The elections in 2010 changed the landscape, with Republicans taking control of the U.S. House. In what seemed to be a minor change -- but could actually have a significant impact on the transportation program -- a House rules change has effectively put transportation funding back into the federal budgeting process. The new language guarantees that the Highway Trust Fund will only be used for transportation purposes, but it eliminates the requirement that funding levels will be set as established in the authorization legislation. This way, money could be kept in the Highway Trust Fund to help reduce the national deficit and balance the budget.

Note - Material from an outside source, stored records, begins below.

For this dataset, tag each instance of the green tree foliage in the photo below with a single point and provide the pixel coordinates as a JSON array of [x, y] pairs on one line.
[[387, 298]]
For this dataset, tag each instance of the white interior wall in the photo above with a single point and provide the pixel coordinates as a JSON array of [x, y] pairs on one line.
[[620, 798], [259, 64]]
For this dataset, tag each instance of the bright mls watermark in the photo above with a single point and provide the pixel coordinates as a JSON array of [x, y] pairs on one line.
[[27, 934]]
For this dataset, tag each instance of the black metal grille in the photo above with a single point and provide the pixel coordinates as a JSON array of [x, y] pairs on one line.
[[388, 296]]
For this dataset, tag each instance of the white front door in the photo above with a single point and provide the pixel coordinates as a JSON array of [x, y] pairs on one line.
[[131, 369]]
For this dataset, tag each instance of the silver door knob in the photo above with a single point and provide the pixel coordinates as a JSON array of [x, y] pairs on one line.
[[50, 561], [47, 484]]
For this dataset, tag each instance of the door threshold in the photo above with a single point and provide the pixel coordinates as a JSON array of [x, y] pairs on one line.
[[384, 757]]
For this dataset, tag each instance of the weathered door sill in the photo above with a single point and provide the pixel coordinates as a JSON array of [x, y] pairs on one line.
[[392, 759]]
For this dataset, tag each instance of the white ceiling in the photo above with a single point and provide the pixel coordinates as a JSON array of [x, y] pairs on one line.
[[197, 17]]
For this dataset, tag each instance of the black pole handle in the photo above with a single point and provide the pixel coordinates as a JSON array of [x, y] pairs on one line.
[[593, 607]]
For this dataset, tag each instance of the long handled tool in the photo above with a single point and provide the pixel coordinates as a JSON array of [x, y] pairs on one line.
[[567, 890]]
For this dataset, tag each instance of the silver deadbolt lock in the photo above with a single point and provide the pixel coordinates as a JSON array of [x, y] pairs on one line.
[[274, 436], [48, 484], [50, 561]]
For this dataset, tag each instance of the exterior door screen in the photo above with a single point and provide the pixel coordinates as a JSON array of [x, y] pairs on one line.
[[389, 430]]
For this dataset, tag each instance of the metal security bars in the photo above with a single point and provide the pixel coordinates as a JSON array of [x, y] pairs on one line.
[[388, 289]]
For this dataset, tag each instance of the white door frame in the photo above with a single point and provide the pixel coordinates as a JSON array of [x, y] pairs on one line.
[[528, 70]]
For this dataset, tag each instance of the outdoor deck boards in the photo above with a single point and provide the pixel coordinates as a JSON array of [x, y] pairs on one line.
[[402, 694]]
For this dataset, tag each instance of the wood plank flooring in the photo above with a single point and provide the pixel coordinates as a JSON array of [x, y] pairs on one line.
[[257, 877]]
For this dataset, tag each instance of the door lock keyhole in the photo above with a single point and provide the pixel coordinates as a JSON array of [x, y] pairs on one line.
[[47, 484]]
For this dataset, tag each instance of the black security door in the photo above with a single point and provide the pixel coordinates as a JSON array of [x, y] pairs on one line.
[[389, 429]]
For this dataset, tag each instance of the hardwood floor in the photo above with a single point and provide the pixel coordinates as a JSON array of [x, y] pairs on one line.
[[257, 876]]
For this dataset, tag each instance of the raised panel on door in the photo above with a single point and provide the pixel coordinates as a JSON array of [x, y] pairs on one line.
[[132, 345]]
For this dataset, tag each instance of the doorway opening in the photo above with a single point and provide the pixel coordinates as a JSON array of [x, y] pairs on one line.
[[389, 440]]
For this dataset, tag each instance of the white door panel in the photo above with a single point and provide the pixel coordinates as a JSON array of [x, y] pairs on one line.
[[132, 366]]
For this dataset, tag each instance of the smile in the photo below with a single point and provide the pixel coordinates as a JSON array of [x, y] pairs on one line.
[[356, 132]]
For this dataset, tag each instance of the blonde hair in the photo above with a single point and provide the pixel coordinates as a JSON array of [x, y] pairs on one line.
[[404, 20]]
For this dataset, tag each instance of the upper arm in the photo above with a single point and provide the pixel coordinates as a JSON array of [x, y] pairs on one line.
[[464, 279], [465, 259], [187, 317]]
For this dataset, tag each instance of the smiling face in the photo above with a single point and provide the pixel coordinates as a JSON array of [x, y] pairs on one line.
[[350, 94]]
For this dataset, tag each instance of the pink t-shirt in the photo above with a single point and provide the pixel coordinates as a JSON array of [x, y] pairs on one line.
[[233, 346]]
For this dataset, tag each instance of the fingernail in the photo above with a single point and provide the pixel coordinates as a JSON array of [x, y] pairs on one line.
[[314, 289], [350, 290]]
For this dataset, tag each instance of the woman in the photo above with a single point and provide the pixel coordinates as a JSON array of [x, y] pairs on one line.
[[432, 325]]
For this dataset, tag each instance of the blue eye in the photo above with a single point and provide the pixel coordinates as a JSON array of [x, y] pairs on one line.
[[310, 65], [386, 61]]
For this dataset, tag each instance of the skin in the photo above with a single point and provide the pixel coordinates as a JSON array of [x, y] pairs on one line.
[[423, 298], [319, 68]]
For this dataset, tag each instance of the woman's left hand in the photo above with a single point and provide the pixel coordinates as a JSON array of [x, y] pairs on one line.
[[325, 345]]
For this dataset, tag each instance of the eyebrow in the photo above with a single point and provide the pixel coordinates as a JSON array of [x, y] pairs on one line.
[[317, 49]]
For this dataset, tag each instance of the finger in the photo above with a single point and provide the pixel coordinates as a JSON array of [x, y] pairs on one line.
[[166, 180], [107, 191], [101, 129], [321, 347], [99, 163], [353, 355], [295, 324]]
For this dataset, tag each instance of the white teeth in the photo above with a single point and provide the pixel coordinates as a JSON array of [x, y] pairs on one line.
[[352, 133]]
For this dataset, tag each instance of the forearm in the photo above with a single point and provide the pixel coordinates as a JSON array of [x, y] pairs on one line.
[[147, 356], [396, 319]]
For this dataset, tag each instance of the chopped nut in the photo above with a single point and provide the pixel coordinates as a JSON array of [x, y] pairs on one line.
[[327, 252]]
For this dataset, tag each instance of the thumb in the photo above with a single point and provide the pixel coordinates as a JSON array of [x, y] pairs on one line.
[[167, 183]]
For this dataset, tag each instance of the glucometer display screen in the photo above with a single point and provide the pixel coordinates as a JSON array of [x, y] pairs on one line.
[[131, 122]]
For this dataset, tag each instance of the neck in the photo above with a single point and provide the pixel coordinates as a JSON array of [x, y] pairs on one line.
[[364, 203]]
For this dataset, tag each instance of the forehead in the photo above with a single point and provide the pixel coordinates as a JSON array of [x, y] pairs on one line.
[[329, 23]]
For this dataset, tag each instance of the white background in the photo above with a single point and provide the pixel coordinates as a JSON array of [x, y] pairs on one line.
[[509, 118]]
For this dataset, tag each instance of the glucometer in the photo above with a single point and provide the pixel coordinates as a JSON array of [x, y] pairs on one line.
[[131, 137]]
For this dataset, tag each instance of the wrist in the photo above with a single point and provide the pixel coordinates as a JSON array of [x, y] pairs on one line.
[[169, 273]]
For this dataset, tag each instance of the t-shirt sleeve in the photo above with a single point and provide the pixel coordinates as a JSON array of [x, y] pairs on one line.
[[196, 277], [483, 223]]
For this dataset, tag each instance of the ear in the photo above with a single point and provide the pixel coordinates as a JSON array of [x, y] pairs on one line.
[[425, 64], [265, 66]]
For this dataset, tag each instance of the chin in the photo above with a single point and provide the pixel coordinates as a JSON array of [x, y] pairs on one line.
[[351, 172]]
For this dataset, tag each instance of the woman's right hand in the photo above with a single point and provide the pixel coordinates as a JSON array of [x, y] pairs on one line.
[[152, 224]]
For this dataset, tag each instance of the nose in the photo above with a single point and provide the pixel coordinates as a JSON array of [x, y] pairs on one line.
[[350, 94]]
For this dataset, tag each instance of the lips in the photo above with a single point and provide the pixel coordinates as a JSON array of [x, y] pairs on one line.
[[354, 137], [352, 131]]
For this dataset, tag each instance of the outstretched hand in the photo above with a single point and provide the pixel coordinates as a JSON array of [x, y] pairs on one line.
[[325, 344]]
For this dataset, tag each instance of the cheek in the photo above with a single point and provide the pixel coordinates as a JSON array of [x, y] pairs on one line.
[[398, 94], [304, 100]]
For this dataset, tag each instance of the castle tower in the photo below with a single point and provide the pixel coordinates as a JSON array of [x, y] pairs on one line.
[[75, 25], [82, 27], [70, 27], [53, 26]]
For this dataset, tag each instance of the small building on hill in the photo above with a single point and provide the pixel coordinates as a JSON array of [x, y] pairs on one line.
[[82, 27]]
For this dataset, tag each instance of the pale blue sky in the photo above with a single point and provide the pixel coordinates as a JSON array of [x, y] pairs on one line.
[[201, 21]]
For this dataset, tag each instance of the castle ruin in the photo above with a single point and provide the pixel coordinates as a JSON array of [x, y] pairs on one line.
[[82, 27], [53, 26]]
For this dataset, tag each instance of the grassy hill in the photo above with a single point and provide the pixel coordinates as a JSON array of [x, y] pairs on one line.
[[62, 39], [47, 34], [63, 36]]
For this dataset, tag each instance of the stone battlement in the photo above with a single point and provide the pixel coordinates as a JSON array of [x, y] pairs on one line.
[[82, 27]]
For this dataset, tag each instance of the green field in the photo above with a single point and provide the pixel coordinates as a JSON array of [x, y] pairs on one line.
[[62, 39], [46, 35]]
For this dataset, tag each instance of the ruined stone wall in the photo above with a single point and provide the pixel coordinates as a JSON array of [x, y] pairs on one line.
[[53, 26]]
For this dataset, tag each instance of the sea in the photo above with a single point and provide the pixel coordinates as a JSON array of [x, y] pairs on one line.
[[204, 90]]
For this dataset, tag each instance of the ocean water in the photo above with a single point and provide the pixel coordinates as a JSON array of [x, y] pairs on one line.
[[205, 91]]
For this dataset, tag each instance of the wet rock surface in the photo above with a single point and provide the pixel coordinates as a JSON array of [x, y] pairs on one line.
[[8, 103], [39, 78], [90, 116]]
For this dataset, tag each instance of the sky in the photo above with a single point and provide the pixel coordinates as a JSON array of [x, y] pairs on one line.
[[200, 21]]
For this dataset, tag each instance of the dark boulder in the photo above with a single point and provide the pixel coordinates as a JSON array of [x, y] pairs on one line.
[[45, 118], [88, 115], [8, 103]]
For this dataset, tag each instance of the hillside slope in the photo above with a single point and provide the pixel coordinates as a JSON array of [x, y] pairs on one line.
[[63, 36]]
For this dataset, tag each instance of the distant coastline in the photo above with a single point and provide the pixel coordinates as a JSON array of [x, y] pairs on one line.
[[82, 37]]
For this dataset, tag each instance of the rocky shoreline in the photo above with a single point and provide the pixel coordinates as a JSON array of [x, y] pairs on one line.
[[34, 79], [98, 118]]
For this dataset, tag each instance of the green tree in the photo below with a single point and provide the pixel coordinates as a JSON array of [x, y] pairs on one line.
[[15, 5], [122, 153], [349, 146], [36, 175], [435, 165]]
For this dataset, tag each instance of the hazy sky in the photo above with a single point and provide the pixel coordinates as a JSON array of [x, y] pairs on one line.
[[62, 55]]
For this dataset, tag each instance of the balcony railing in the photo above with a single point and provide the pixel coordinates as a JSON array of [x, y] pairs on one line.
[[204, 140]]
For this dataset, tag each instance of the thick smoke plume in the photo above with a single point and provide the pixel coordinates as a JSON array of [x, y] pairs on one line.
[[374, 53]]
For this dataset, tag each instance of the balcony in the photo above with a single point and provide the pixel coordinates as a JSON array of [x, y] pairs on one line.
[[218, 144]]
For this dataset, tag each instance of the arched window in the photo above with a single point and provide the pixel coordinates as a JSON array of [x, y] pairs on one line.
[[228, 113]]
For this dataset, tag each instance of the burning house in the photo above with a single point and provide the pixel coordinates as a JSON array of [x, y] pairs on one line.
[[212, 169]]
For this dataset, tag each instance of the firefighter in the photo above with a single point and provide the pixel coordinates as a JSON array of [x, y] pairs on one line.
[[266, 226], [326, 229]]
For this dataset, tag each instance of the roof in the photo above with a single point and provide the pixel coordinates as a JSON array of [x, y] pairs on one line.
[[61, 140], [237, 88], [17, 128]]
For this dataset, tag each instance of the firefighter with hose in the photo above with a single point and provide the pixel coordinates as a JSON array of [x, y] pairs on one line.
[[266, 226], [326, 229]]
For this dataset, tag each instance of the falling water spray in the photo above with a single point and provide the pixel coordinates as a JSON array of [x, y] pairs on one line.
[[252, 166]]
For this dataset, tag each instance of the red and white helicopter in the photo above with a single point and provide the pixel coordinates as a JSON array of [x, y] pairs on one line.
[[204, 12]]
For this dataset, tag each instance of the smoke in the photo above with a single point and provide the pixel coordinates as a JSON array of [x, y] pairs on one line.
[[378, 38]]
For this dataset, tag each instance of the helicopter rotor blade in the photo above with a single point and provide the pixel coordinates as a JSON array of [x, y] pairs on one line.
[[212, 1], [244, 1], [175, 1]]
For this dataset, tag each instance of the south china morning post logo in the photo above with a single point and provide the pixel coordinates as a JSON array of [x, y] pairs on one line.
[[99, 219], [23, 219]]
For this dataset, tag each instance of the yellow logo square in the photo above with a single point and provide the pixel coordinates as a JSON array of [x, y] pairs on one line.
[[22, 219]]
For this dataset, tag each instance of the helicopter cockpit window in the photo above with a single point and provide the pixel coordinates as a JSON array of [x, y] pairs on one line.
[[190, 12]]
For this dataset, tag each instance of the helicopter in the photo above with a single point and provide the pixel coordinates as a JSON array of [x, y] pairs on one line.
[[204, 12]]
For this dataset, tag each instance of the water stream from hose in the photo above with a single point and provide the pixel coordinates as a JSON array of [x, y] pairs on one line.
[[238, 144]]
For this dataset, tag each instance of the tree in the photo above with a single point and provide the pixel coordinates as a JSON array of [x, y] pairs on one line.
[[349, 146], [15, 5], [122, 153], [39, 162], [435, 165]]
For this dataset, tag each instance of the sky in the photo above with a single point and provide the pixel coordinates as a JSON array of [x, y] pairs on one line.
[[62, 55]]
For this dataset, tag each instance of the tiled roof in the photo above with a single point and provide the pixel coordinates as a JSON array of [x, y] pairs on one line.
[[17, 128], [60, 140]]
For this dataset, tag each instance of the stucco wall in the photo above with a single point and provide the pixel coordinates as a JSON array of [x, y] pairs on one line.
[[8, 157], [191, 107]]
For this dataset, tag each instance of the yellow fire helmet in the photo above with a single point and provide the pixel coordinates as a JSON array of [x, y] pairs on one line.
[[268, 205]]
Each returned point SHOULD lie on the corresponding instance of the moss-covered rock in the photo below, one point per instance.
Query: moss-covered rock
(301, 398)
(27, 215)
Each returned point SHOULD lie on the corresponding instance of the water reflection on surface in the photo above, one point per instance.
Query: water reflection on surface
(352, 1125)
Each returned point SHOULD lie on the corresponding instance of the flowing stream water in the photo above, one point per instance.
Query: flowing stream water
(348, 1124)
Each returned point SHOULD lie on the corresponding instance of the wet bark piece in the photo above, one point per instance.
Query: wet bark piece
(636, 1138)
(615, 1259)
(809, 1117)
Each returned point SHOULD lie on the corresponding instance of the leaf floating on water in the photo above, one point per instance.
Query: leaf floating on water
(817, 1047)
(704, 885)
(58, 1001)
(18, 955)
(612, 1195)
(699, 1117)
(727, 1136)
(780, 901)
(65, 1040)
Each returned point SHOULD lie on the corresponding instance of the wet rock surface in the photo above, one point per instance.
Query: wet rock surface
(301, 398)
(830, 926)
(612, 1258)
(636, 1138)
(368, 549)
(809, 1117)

Prior transportation authorizing legislation, TEA-21 (passed in 1998), created a type of firewall for the Highway Trust Fund. It required budget appropriators to fund the full amount that the authorizing legislation specified, and because surplus funds in the Highway Trust Fund could not be used to balance the budget, there was no advantage in not fully spending down the fund. For the past several years, with the Highway Trust Fund not generating enough revenues to meet the authorizing levels, bailouts from the General Revenue Fund have been necessary.
2011 brought a new Chairman to the House Transportation and Infrastructure Committee: Rep. John Mica of Florida. He recently held a series of field hearings across the country where he made it clear that he was opposed to any increase in the federal gas tax, which was last raised in the early 1990s. Mica’s focus seems to be on streamlining the project delivery process and “doing more with less.”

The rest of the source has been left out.